Questions for Jeff Freymueller
How did you become a scientist/engineer?
I was always interested in science, for as long as I can remember, although when I was young I didn't think about it as science. I just always wanted to know how everything worked, what made things happen the way they did, and questions like that. So at various times, I was totally interested in chemistry, geography, stars, why some places were deserts, all sorts of random things. I think I became a scientist because I never stopped asking questions about everything, never stopped being curious and wanting to figure things out.
The more specific path to my current job as a scientist was definitely a result of following a path of exploration rather than having a master plan. I got very sick one term in college, and although I did graduate in four years from a very challenging school, my academic record was not stellar (mostly) because of the time I lost to that. I went to graduate school because I didn't have any better plan than to continue learning about things that seemed interesting, and I picked potential graduate schools based on places I thought I would like to live. Once I got there, I met a professor who had a project that sounded interesting, using a new tool called the Global Positioning System to measure plate tectonics. The idea caught my interest enough that I followed my advisor across the country when he got a new job. Within a couple of years of working on the project, I found that I could not imagine doing anything else. It has been that way ever since, although of course my specific research topics have changed and grown over the years.
What is your job like?
My job has me traveling all over, including all over the world. When I was younger, I got to do a lot of fieldwork. I still love doing that, but now I have a lot of other responsibilities so most of the time I get to send my students out to the field. I make sure to get out for a couple of trips to the field every summer, at least. I have worked in China and with colleagues in China for 17 years now, and that has meant a lot of trips to China to work with colleagues there. As I have friends and colleagues literally on every continent, I have had a chance to interact with people from all over the world. Most of my time, though, is spent on ordinary tasks—teaching, sitting at the computer and writing, or writing computer code, or looking at data. I make sure to spend some time every week looking at new data just to see what it shows. It never stops being exciting to see some new information and think about how it fits into my mental picture of how everything works.
What are you hoping to learn from your research?

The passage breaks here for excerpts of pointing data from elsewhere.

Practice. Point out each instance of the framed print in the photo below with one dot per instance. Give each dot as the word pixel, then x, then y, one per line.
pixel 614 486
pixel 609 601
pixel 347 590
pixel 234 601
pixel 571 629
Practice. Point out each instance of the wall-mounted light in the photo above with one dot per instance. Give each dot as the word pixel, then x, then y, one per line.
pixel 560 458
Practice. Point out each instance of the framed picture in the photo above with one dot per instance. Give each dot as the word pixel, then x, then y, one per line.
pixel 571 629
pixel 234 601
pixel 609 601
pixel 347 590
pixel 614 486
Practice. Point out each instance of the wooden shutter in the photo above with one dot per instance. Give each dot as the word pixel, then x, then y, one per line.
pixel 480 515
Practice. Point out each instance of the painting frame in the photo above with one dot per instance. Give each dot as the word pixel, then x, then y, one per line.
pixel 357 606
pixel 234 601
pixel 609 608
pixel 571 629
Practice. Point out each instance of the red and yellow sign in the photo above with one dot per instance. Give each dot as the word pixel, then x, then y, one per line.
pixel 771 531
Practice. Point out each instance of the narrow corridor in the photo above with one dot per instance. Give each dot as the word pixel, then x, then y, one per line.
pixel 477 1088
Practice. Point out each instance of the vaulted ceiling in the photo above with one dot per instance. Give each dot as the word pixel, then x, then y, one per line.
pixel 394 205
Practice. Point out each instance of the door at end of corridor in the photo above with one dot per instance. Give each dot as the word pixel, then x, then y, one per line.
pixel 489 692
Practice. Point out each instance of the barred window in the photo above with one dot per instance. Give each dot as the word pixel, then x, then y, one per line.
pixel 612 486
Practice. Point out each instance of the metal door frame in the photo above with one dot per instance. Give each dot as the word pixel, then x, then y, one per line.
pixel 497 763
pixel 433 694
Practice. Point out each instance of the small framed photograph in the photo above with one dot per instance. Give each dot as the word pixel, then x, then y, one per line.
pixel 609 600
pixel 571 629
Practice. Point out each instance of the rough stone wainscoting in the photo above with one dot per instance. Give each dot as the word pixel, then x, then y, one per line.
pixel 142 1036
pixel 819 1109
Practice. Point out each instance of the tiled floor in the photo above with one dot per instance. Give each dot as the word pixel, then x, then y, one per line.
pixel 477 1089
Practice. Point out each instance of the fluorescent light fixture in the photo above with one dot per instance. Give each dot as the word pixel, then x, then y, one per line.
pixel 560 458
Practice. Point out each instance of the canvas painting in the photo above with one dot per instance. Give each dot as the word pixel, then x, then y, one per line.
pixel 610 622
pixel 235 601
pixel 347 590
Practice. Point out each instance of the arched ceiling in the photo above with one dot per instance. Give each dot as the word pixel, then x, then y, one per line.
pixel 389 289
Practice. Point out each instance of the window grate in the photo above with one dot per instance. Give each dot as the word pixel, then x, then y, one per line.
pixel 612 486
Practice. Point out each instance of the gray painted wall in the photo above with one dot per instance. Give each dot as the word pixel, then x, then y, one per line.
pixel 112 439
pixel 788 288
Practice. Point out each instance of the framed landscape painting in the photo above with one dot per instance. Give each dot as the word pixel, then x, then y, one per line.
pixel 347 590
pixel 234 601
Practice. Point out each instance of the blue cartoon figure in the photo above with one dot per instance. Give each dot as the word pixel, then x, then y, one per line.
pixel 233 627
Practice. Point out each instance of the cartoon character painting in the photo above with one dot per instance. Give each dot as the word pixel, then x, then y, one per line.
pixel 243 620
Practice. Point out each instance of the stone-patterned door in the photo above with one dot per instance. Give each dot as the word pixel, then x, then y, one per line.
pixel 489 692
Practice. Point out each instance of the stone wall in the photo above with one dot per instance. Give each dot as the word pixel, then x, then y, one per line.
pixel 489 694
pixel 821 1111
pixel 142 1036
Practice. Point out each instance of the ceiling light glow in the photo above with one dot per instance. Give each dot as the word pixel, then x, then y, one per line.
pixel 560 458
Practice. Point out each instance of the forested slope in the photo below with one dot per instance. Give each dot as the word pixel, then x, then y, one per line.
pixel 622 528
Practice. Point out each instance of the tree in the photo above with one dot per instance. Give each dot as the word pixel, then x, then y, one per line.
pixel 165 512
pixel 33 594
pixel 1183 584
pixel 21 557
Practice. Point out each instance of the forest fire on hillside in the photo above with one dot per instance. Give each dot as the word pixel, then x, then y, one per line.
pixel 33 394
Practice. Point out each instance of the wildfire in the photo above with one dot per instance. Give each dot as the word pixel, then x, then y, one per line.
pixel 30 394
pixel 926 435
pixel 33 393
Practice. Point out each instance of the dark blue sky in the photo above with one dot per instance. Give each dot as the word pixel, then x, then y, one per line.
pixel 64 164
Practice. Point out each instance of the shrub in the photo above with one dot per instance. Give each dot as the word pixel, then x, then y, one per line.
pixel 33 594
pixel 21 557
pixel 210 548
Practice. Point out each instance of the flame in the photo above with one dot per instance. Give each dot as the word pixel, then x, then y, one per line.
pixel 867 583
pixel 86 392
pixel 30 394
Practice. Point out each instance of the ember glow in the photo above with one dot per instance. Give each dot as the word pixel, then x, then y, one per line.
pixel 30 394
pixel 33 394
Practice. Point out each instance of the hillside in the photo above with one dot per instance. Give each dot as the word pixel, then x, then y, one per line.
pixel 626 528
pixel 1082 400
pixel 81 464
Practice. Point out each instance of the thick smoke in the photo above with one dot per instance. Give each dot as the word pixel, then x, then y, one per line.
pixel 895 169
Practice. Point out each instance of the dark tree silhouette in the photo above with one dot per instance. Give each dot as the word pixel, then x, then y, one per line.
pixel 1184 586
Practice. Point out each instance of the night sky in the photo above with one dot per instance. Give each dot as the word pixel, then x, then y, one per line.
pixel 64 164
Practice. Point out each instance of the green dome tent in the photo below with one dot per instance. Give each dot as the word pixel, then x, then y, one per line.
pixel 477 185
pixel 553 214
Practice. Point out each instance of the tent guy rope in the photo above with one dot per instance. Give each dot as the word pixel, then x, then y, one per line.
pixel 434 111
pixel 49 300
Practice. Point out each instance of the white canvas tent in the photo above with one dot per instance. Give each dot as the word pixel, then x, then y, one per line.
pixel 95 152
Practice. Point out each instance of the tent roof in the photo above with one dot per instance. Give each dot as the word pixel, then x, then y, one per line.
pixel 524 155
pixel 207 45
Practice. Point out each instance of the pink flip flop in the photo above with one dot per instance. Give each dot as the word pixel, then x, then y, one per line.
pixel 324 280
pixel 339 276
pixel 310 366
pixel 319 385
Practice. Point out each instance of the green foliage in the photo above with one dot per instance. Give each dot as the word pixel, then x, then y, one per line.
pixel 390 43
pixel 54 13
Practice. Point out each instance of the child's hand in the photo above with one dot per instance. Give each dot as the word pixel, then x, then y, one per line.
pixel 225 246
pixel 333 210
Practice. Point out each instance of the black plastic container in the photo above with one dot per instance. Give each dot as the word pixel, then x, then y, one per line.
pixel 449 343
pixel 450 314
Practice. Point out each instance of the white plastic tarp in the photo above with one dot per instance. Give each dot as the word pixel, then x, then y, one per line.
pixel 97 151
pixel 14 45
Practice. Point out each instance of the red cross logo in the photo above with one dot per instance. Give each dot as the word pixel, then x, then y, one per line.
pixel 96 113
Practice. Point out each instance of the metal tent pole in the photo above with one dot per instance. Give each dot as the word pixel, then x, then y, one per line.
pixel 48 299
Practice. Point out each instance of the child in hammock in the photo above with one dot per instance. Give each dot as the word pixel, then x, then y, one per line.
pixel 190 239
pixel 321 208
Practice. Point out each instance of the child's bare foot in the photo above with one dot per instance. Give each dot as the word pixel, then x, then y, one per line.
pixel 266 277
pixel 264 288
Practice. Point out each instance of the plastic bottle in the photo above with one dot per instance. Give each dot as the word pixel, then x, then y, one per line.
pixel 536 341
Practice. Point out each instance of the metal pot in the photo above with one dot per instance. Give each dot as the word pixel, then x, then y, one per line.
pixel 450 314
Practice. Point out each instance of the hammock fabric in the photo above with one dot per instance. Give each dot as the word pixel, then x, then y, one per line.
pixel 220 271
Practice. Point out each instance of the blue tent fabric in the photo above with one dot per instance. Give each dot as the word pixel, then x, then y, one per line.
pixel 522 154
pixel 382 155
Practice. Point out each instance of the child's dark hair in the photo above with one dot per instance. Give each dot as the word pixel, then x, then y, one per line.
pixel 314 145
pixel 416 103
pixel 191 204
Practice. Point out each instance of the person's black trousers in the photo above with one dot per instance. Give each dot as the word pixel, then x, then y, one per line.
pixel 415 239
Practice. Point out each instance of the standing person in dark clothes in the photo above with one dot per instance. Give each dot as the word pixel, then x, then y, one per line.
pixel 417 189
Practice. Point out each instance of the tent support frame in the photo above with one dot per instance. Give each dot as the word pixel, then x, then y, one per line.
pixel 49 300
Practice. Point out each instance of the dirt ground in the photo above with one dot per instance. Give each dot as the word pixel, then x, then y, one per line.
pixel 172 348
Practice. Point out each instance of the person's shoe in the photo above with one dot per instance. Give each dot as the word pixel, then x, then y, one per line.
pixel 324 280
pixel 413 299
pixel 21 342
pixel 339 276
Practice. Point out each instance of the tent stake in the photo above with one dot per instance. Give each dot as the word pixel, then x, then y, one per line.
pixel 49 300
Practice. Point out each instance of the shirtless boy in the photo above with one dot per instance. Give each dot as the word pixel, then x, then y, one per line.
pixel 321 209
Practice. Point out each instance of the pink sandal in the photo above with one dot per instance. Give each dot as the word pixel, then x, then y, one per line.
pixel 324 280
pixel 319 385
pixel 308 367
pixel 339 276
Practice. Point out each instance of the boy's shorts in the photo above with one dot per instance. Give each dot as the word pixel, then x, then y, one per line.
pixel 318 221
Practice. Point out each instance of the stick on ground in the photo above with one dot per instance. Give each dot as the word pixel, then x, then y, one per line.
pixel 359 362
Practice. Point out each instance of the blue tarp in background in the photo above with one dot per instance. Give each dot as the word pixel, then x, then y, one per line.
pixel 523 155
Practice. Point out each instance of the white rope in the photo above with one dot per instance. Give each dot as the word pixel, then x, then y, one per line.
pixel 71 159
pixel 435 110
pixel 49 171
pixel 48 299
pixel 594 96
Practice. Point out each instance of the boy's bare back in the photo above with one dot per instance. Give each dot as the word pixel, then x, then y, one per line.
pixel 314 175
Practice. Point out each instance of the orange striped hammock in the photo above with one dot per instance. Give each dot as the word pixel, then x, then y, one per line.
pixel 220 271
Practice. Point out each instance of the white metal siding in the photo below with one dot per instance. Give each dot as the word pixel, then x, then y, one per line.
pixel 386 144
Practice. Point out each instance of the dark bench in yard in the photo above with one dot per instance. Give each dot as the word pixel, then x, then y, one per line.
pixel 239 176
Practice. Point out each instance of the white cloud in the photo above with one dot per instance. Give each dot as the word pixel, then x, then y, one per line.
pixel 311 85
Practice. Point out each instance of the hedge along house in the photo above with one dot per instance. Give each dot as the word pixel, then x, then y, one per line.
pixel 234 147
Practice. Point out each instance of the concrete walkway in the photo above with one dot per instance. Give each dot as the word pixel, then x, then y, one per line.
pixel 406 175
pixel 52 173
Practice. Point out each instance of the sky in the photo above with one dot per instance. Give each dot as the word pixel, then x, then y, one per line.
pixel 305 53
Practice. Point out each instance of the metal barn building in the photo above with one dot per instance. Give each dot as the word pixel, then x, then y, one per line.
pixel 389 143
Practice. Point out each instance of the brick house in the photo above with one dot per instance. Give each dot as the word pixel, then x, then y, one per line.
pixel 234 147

I am interested in everything that makes the Earth's crust move and deform. Although the motions are slow, there are a lot of active processes that do that: plate tectonics, earthquakes, volcanism, the past and present loss of ice from glaciers, icefields, and ice sheets, and even the movement of surface water around the planet. I want to learn how these processes interact, and how each one shows us what the physical properties of the Earth are. The GRNR site was the second continuous GPS site we set up in Alaska, but actually the first one I chose and really worked on myself. It was set up originally to look at the motion of the Denali fault, which is located about 25 miles to the south.